A MORE DEPRESSING RECORD IS difficult to imagine. Hüsker Dü's 'Candy Apple Grey'? 'Ladies And Gentlemen We Are Floating In Space' with a 20-minute 'Broken Heart' reprise? 'The Infinite Circle' would flatten them with a resounding thud.

Sophia mastermind Robin Proper-Sheppard certainly has reasons to be tearful. The career of The God Machine, his first band, was summarily cut short by the death of bassist Jimmy Fernandez in 1994. Since then, he's been struggling to re-spark the faith, disentangle the legacy from the loss and move on.

'The Infinite Circle' marks a progression, if not an alteration, from the sparse, despairing course of his 1996 solo effort, 'Fixed Water'. His dolorous emoting, like Smog feeling suicidal or Sparklehorse's Mark Linkous under heavy sedation, is now couched in the surge and twist of sumptuously melancholic strings.

From the first note, Proper-Sheppard tries to breathe under a lead blanket - gasping through the unremittingly bleak 'Woman' ("Whore... is it easy to forget that you've destroyed me?"), straining against the fearsome weight of 'Bastards' ("I pray I'm not alone when I die"). There are moments, like the relatively up-tempo 'Every Day' and the almost jangly 'Sometimes', when the centrifugal force seems to quicken, but the sentiment remains the same.
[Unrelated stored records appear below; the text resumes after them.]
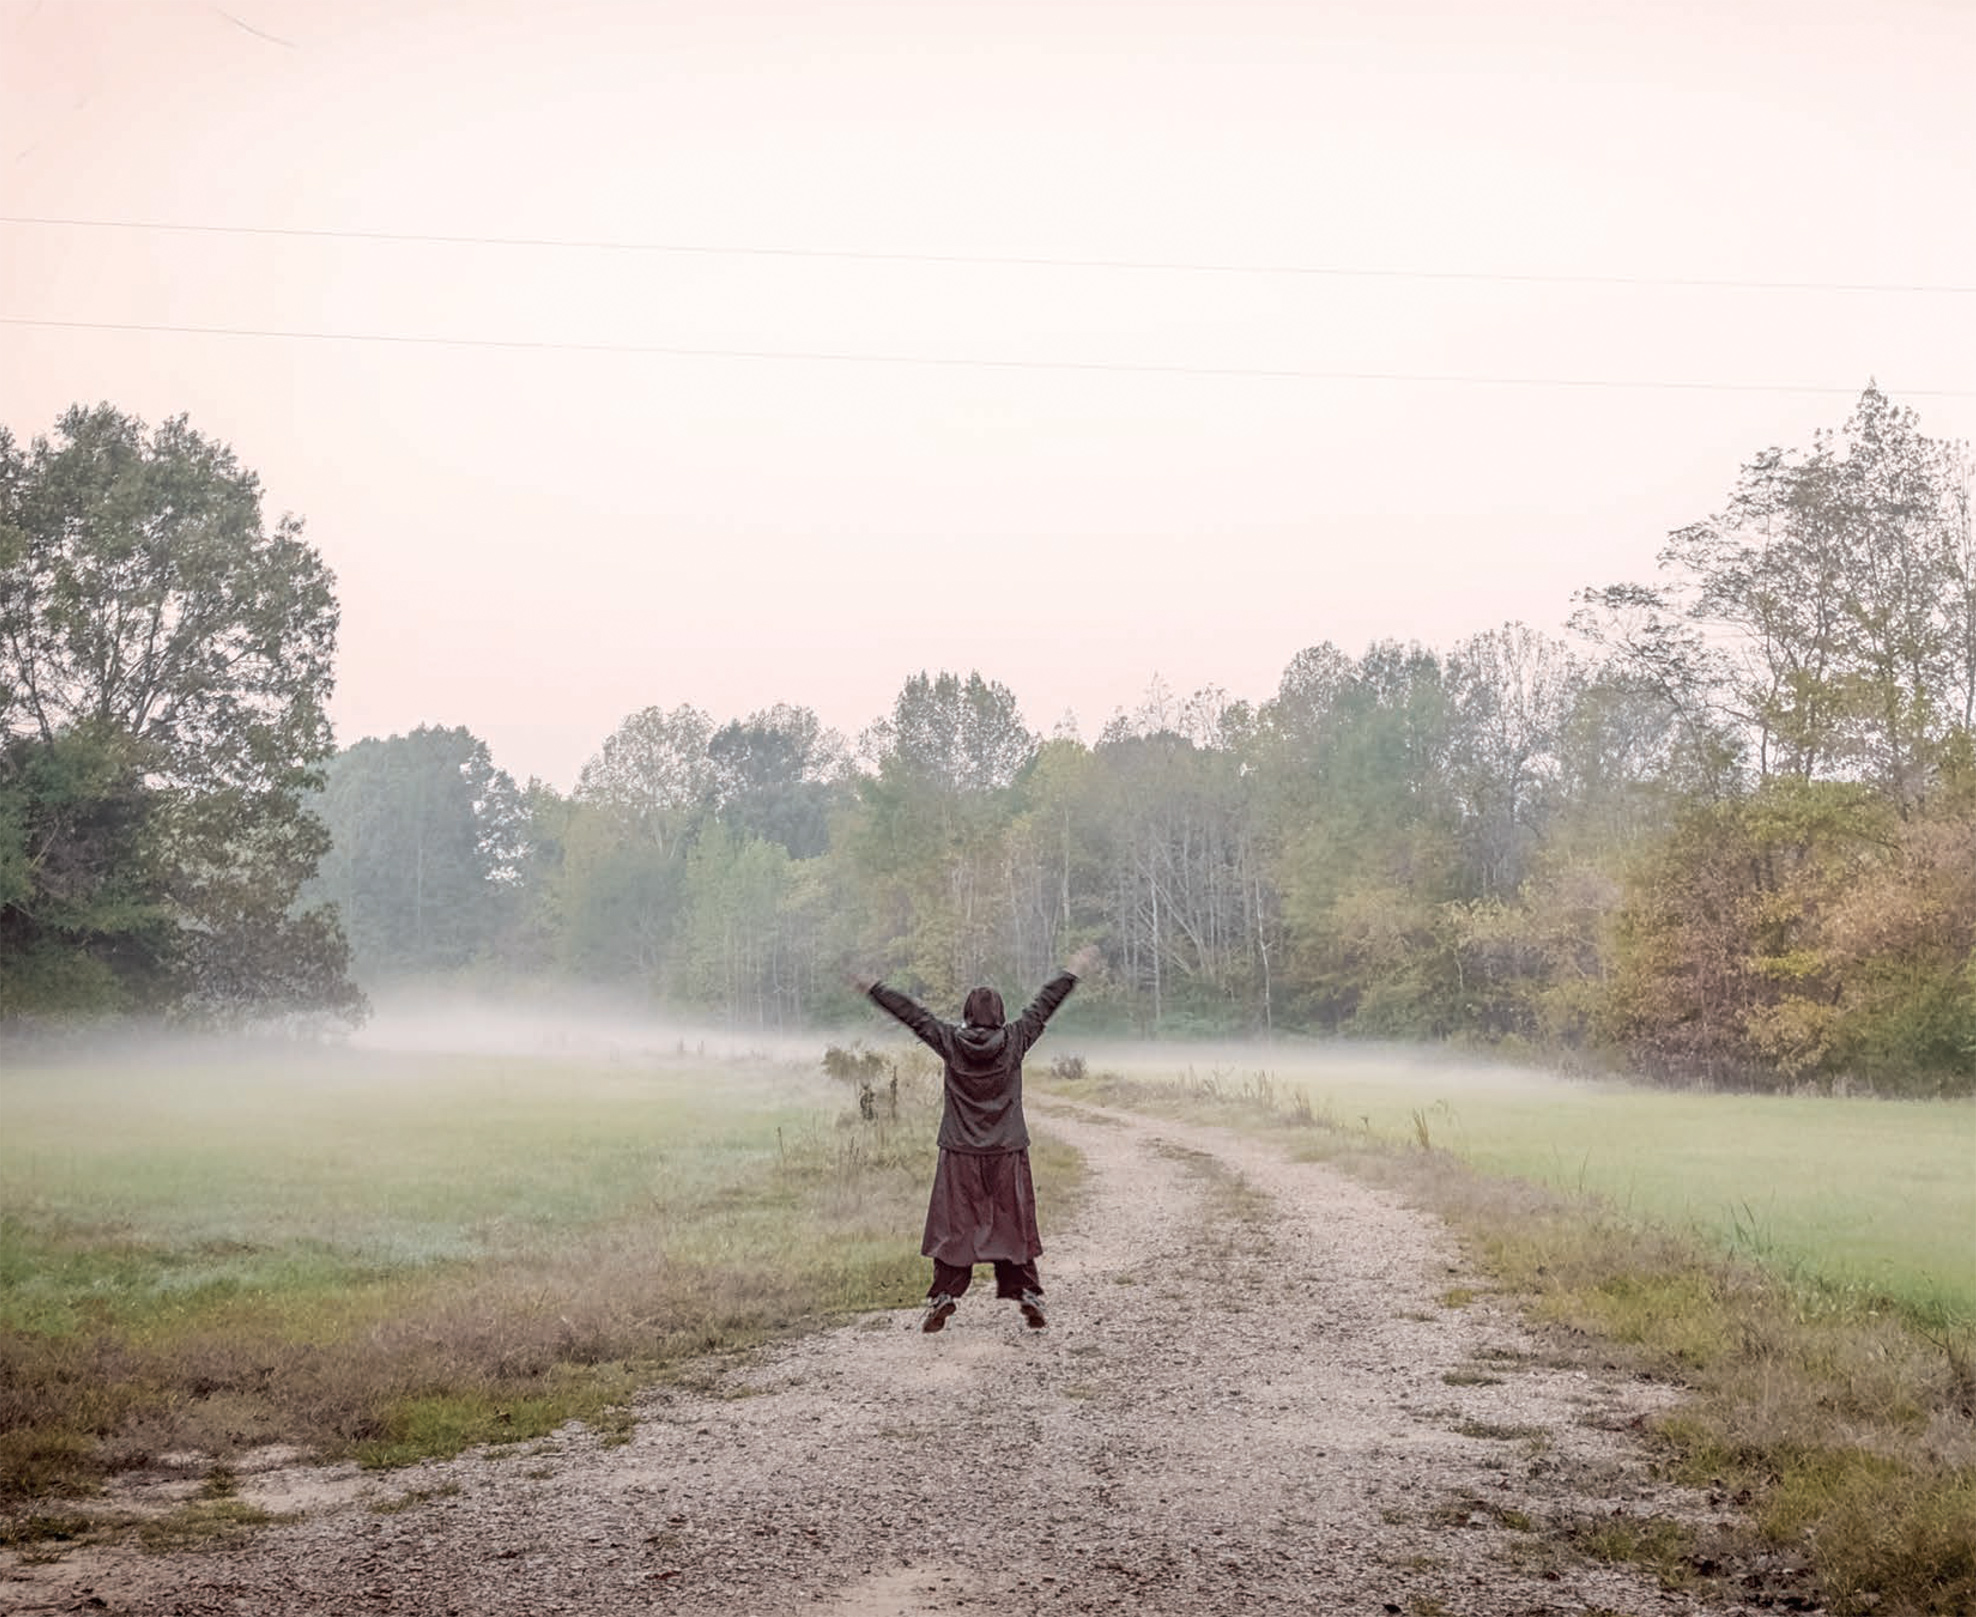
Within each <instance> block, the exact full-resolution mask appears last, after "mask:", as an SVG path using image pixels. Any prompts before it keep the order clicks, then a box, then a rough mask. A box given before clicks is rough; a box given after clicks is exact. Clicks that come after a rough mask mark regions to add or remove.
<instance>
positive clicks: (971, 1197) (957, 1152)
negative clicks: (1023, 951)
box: [871, 973, 1077, 1267]
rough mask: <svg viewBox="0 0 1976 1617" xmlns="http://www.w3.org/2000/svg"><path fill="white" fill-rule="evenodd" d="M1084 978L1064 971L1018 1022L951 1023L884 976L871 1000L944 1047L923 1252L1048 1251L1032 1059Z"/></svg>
mask: <svg viewBox="0 0 1976 1617" xmlns="http://www.w3.org/2000/svg"><path fill="white" fill-rule="evenodd" d="M1075 986H1077V979H1075V977H1073V975H1071V973H1061V975H1059V977H1053V979H1051V980H1049V982H1045V984H1043V986H1041V990H1039V992H1037V996H1035V998H1033V1000H1031V1002H1029V1004H1028V1008H1026V1010H1024V1012H1022V1016H1018V1018H1016V1020H1014V1022H1008V1024H1002V1026H996V1028H980V1026H972V1024H954V1022H943V1020H941V1018H939V1016H935V1014H933V1012H931V1010H927V1008H925V1006H923V1004H919V1002H917V1000H915V998H911V996H909V994H901V992H899V990H897V988H887V986H885V984H883V982H877V984H873V986H871V998H873V1000H875V1002H877V1004H879V1006H881V1008H883V1010H887V1012H891V1014H893V1016H897V1018H899V1020H901V1022H905V1026H907V1028H911V1030H913V1034H915V1036H917V1038H919V1040H921V1042H923V1044H927V1046H929V1048H931V1050H935V1052H939V1056H941V1062H943V1064H945V1067H947V1071H945V1079H943V1085H941V1087H943V1109H941V1160H939V1166H937V1168H935V1172H933V1196H931V1198H929V1200H927V1234H925V1239H923V1241H921V1251H923V1253H925V1255H927V1257H933V1259H937V1261H941V1263H952V1265H956V1267H960V1265H970V1263H994V1261H1004V1263H1029V1261H1033V1259H1035V1257H1039V1255H1041V1251H1043V1237H1041V1234H1039V1232H1037V1224H1035V1184H1033V1182H1031V1178H1029V1127H1028V1123H1026V1121H1024V1115H1022V1058H1024V1056H1026V1054H1028V1052H1029V1048H1031V1046H1033V1044H1035V1042H1037V1040H1039V1038H1041V1036H1043V1024H1045V1022H1049V1018H1051V1014H1053V1012H1055V1010H1057V1006H1061V1004H1063V1000H1067V998H1069V994H1071V988H1075Z"/></svg>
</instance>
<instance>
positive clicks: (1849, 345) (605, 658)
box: [0, 0, 1976, 787]
mask: <svg viewBox="0 0 1976 1617" xmlns="http://www.w3.org/2000/svg"><path fill="white" fill-rule="evenodd" d="M1972 103H1976V0H1871V4H1861V0H1842V2H1838V4H1836V2H1834V0H1782V2H1776V0H1741V2H1739V0H1707V2H1703V0H1688V4H1674V2H1672V0H1636V2H1630V4H1628V2H1626V0H1496V2H1494V4H1482V2H1476V4H1458V2H1456V0H1361V4H1324V0H1302V4H1261V2H1259V0H1168V2H1166V4H1158V0H1087V2H1085V4H1079V2H1077V0H1047V2H1039V4H1031V2H1029V0H994V4H943V0H905V2H903V4H761V2H759V0H650V2H648V4H632V2H630V0H618V2H617V4H613V2H611V0H559V2H555V4H551V2H549V0H508V2H500V0H454V2H453V4H437V2H433V0H334V4H332V0H227V4H223V6H221V4H194V2H192V0H184V2H180V0H148V2H140V4H126V0H67V2H65V0H41V2H40V4H32V0H0V215H8V217H34V219H43V221H47V219H65V221H117V223H121V225H130V223H150V225H198V227H206V229H200V231H152V229H126V227H117V229H111V227H99V225H87V223H0V421H4V423H6V425H8V427H12V429H14V433H16V435H20V437H28V435H32V433H43V431H47V429H49V427H51V423H53V419H55V415H57V413H59V411H61V409H63V407H65V405H69V403H73V401H97V399H109V401H113V403H117V405H119V407H123V409H130V411H136V413H140V415H144V417H146V419H150V421H156V419H160V417H164V415H172V413H178V411H186V413H190V415H192V419H194V423H196V425H198V427H200V429H202V431H207V433H211V435H215V437H221V439H225V441H229V443H231V445H233V447H235V449H237V451H239V455H241V459H243V461H245V463H247V465H249V467H253V468H255V470H259V472H261V476H263V482H265V488H267V502H269V508H271V516H273V514H277V512H283V510H294V512H298V514H302V516H304V518H306V522H308V534H310V538H312V540H314V544H316V546H318V548H320V550H322V553H324V555H326V559H328V563H330V565H332V567H334V569H336V575H338V583H340V597H342V609H344V627H342V652H340V672H338V692H336V702H334V708H332V712H334V718H336V725H338V735H340V739H342V741H346V743H348V741H356V739H358V737H362V735H368V733H379V735H381V733H391V731H403V729H409V727H413V725H417V723H464V725H468V727H472V729H474V731H476V733H480V735H482V737H486V739H488V743H490V745H492V749H494V757H496V761H498V763H500V765H504V767H506V769H510V771H512V773H516V775H518V777H524V779H526V777H528V775H541V777H543V779H549V781H553V783H557V785H561V787H569V785H571V783H573V781H575V773H577V769H579V767H581V763H583V759H585V757H587V755H589V753H591V751H593V749H595V747H597V743H599V741H601V739H603V737H605V735H607V733H609V731H611V729H613V727H615V725H617V722H618V720H620V718H622V716H624V714H628V712H632V710H636V708H642V706H648V704H662V706H668V708H670V706H674V704H680V702H692V704H696V706H700V708H705V710H709V712H711V714H713V716H715V718H717V720H723V718H731V716H739V714H745V712H749V710H753V708H761V706H767V704H771V702H779V700H782V702H804V704H810V706H814V708H816V710H818V712H820V714H822V718H824V722H826V723H832V725H836V727H840V729H844V731H846V733H856V731H858V729H860V727H864V725H865V723H867V722H869V720H873V718H877V716H881V714H883V712H887V710H889V704H891V698H893V696H895V692H897V690H899V684H901V682H903V680H905V676H907V674H911V672H915V670H921V668H927V670H937V668H954V670H968V668H980V670H982V672H984V674H988V676H992V678H998V680H1004V682H1006V684H1010V686H1012V688H1014V690H1016V694H1018V698H1020V700H1022V706H1024V714H1026V718H1028V720H1029V723H1031V725H1033V727H1037V729H1045V731H1047V729H1049V727H1051V725H1053V723H1055V722H1057V718H1059V716H1061V714H1063V712H1065V710H1073V712H1075V714H1077V718H1079V720H1081V725H1083V731H1085V735H1087V737H1089V735H1095V731H1097V729H1099V725H1101V723H1103V722H1105V718H1107V716H1109V714H1111V712H1112V710H1114V708H1120V706H1126V708H1130V706H1134V704H1136V702H1138V698H1140V692H1142V690H1144V688H1146V684H1148V680H1150V678H1152V676H1154V674H1158V676H1162V678H1164V680H1166V684H1168V686H1172V688H1174V690H1176V692H1180V694H1186V692H1190V690H1194V688H1197V686H1203V684H1219V686H1225V688H1227V690H1229V694H1231V696H1237V698H1249V700H1261V698H1267V696H1269V694H1271V692H1273V690H1275V684H1276V678H1278V674H1280V670H1282V666H1284V662H1288V658H1290V656H1294V654H1296V650H1300V648H1302V646H1308V644H1314V642H1318V640H1326V638H1328V640H1338V642H1340V644H1344V646H1346V648H1348V650H1359V648H1363V644H1365V642H1367V640H1369V638H1373V637H1387V635H1391V637H1401V638H1421V640H1427V642H1431V644H1437V646H1442V648H1444V646H1448V644H1452V642H1454V640H1458V638H1462V637H1464V635H1470V633H1476V631H1482V629H1490V627H1494V625H1498V623H1502V621H1506V619H1523V621H1527V623H1531V625H1535V627H1539V629H1545V631H1553V633H1555V631H1561V625H1563V619H1565V617H1567V613H1569V611H1571V591H1573V589H1577V587H1579V585H1587V583H1606V581H1614V579H1622V577H1648V575H1650V573H1652V565H1654V552H1656V550H1658V546H1660V542H1662V538H1664V534H1666V532H1668V530H1670V528H1676V526H1682V524H1686V522H1691V520H1695V518H1699V516H1705V514H1707V512H1709V510H1713V508H1717V506H1719V502H1721V498H1723V494H1725V492H1727V488H1729V484H1731V482H1733V478H1735V472H1737V467H1739V465H1741V463H1743V461H1745V459H1747V457H1749V455H1751V453H1755V451H1757V449H1763V447H1767V445H1808V443H1810V437H1812V431H1814V429H1818V427H1820V425H1830V427H1836V425H1840V421H1842V419H1844V415H1846V413H1848V407H1850V403H1852V395H1855V393H1857V391H1859V387H1863V385H1865V382H1867V380H1869V378H1877V380H1879V383H1881V385H1883V387H1885V389H1887V391H1889V393H1893V395H1895V397H1897V399H1899V401H1905V403H1913V405H1915V407H1917V409H1919V411H1921V417H1923V425H1925V429H1927V431H1931V433H1933V435H1938V437H1958V439H1976V121H1972V117H1970V111H1968V109H1970V105H1972ZM213 227H233V229H245V231H310V233H328V235H265V233H261V235H257V233H221V231H215V229H213ZM354 233H371V235H379V233H381V235H425V237H431V235H453V237H482V241H480V243H431V241H427V243H417V241H379V239H356V237H354ZM488 237H506V239H516V237H524V239H532V241H555V243H644V245H646V247H660V245H666V247H682V249H696V251H630V249H626V247H605V249H601V247H595V245H589V247H587V245H494V243H490V241H486V239H488ZM705 249H771V251H755V253H739V251H705ZM820 253H822V255H824V257H818V255H820ZM860 255H871V257H860ZM1010 259H1022V261H1026V263H1008V261H1010ZM994 261H1000V263H994ZM1037 261H1043V263H1037ZM1065 261H1069V263H1065ZM1095 261H1097V263H1095ZM1146 265H1194V269H1172V267H1166V269H1162V267H1146ZM1201 265H1241V267H1257V269H1265V271H1286V269H1302V271H1405V273H1397V275H1395V273H1373V275H1365V273H1352V275H1336V273H1225V271H1211V269H1199V267H1201ZM1464 277H1466V279H1464ZM1490 277H1496V279H1490ZM1531 277H1537V279H1531ZM1543 277H1551V279H1543ZM1571 277H1583V279H1579V281H1573V279H1571ZM1697 281H1701V283H1745V285H1691V283H1697ZM1674 283H1689V285H1674ZM1749 283H1763V285H1749ZM1778 283H1788V285H1778ZM1901 289H1909V291H1901ZM1913 289H1921V291H1913ZM1952 289H1960V291H1952ZM18 322H79V324H81V326H103V324H121V326H207V328H231V330H251V332H316V334H342V336H366V338H385V336H389V338H458V340H462V342H460V344H458V346H445V344H431V342H419V344H409V342H377V340H320V338H296V336H223V334H192V332H158V330H101V328H77V326H63V324H18ZM476 344H478V346H476ZM484 344H520V346H484ZM528 344H541V346H528ZM557 344H561V346H557ZM593 348H605V350H640V348H642V350H654V348H666V350H680V348H690V350H723V352H719V354H698V356H694V354H678V352H670V354H662V352H591V350H593ZM749 356H757V358H749ZM759 356H810V358H759ZM816 356H877V358H864V360H844V358H816ZM901 360H978V362H1018V364H1014V366H964V364H901ZM1089 366H1099V368H1097V370H1091V368H1089ZM1105 366H1109V370H1107V368H1105ZM1134 368H1136V370H1134ZM1190 372H1215V374H1190ZM1225 372H1302V374H1300V376H1280V374H1276V376H1229V374H1225ZM1367 376H1375V378H1490V380H1470V382H1444V380H1442V382H1423V380H1365V378H1367ZM1529 382H1549V383H1563V382H1571V383H1601V385H1522V383H1529ZM1638 383H1711V385H1707V387H1697V385H1682V387H1650V385H1638ZM1765 389H1772V391H1765ZM1788 389H1838V391H1830V393H1820V391H1788ZM1929 393H1938V395H1936V397H1931V395H1929Z"/></svg>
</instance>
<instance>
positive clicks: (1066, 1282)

Not a cheerful album, then. But one that finds solace in its own inconsolability. 'The Infinite Circle' tries again and again to drag itself out of a hole before sliding back in, asking the same questions and solving nothing - yet amid all its existential angst, beauty prevails. Possibly the most melodic, delicate and devastating cries for help you're ever likely to hear.